Article paru dans Muziq n°8 Novembre-décembre 2006 :

Voix ultime de la protestation charriant les révoltes, Colette Magny (1926-1997), s’est toujours absentée du système au point de tenir à l’écart ceux qui voulaient augmenter son prestige. Au début des années 70, elle m’avait invitée rue de Flandres, dans le petit appartement parisien qu’elle occupa longtemps avant de prendre la tangente du côté de Saint-Antonin-Noble-Val, aux confins de l’Albigeois et du Quercy. Notre conversation, enregistrée sur un magnétophone à bandes, devait paraître dans Gulliver, un mensuel de contre-culture dirigé par André Bercoff. Je voulais élucider le singulier parcours qui mène une dactylo de l’UNESCO au blues le plus radical, en passant par l’Olympia dont elle partage la scène avec Sylvie Vartan. Il me fallait tracer une chronologie. Cette tentative fut un fiasco. Colette Magny s’évadait lorsque mes questions la frôlaient. Elle préférait évoquer les saloperies et comment en finir avec l’oppression en organisant une grève générale mondiale. Concernant ses projets, elle m’annonça (et son visage s’était illuminé) qu’elle désirait convaincre Léo Ferré d’enregistrer un album duettiste. Imaginez l’explosive aria qu’un tel alliage aurait pu susciter.  L’entretien ne parut jamais. Colette Magny s’étant opposé à cette publicité qu’elle jugeait dérisoire.

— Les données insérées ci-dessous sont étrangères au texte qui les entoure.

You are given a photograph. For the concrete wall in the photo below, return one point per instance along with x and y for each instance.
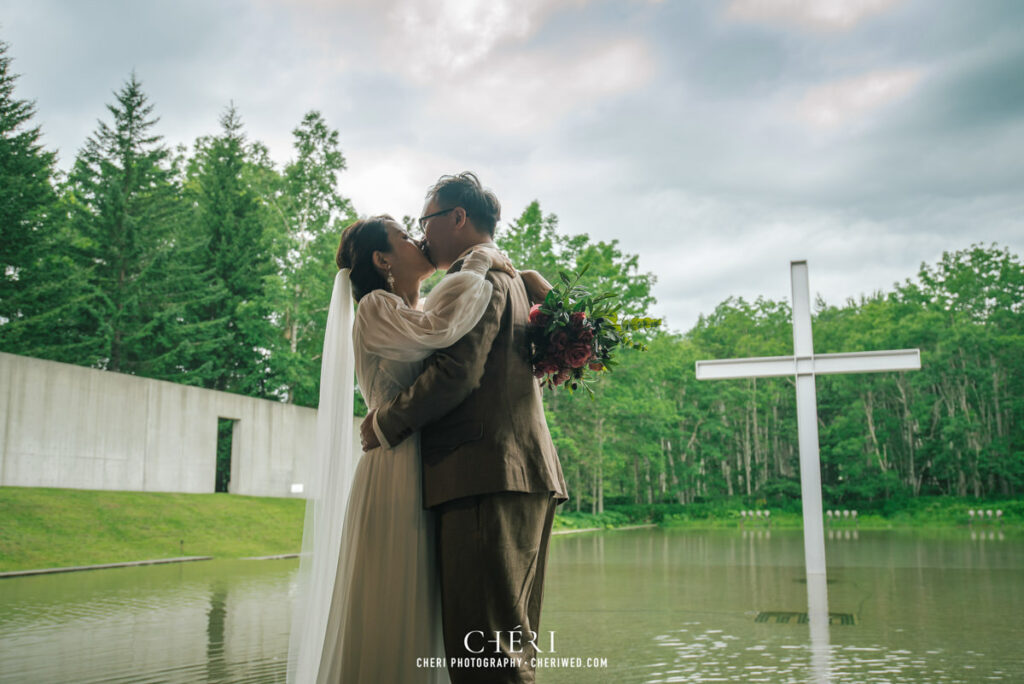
(67, 426)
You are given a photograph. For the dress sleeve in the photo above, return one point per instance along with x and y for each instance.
(386, 327)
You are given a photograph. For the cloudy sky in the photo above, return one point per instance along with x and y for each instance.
(717, 140)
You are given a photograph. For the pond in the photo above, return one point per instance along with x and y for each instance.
(641, 605)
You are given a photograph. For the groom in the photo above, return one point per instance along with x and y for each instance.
(489, 468)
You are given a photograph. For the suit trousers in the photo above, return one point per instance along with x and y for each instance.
(493, 550)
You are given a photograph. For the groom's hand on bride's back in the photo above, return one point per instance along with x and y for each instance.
(367, 433)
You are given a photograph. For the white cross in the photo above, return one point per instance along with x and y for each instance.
(805, 365)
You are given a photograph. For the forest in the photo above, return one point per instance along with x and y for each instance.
(211, 265)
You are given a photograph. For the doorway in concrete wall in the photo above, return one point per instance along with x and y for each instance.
(225, 438)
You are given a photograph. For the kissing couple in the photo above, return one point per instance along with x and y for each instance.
(424, 553)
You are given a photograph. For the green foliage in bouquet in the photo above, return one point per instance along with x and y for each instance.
(574, 334)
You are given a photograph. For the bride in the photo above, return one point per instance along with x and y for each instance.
(369, 605)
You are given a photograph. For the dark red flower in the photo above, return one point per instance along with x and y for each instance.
(560, 340)
(579, 354)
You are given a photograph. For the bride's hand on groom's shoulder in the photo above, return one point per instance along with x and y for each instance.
(537, 286)
(502, 262)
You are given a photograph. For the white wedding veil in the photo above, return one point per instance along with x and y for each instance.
(328, 480)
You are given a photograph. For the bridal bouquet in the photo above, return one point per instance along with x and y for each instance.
(573, 334)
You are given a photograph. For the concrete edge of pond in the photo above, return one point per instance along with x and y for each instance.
(75, 568)
(185, 559)
(601, 529)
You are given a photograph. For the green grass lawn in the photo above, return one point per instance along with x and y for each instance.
(54, 527)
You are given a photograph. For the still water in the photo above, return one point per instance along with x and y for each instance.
(645, 605)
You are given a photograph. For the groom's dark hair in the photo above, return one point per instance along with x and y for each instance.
(465, 190)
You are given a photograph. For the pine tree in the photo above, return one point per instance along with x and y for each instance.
(30, 250)
(126, 217)
(315, 214)
(229, 184)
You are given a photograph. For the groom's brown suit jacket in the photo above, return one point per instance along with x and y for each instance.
(478, 409)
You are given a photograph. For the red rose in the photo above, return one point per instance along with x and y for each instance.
(579, 354)
(559, 340)
(537, 316)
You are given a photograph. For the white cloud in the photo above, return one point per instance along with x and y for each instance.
(834, 103)
(529, 91)
(814, 14)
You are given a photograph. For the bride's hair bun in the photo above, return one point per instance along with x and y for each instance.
(355, 251)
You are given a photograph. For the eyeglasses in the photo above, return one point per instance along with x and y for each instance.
(423, 219)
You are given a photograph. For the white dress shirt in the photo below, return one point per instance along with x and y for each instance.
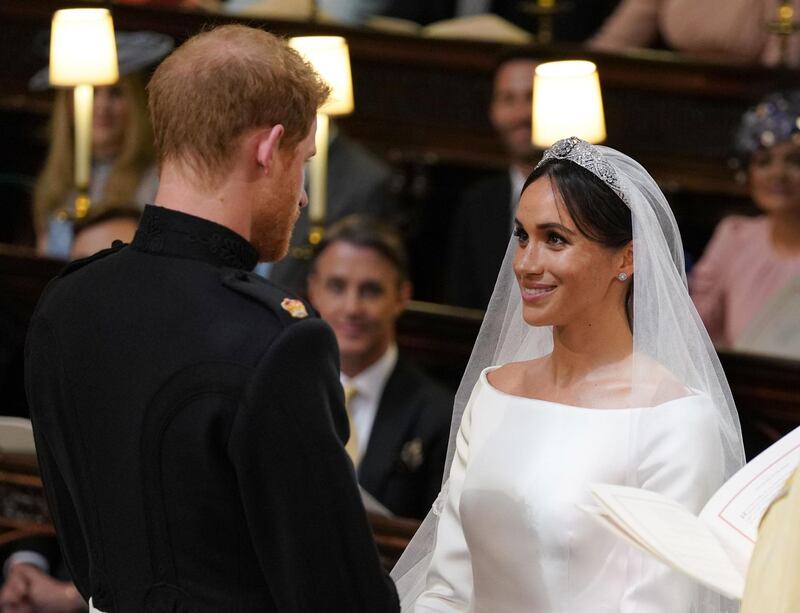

Elle a 35 ans lorsqu’elle débute en chanson sur le continent Contrescarpe. Sa voix de cyclone souffle les incantations félines de Bessie Smith, un blues prolétaire qui ne pleure pas les amours vaincues mais l’horreur des puissants. Un premier 45 tours publié en 1963 grave un poème de Rainer Maria Rilke et « Melocoton », air poignant dédié à l’enfance. Colette Magny tient le tube qui ouvre les portes mais elle ne cherche pas les falbalas. Ses chansons serviront à évoquer la situation au Vietnam au moment des bombes Nixon. Elles documentent la réalité du Chili après le coup d’état d’Augusto Pinochet et de la CIA contre la coalition d’Allende. Sur les pochettes de ses albums : Che Guevara, Hô Chi Minh…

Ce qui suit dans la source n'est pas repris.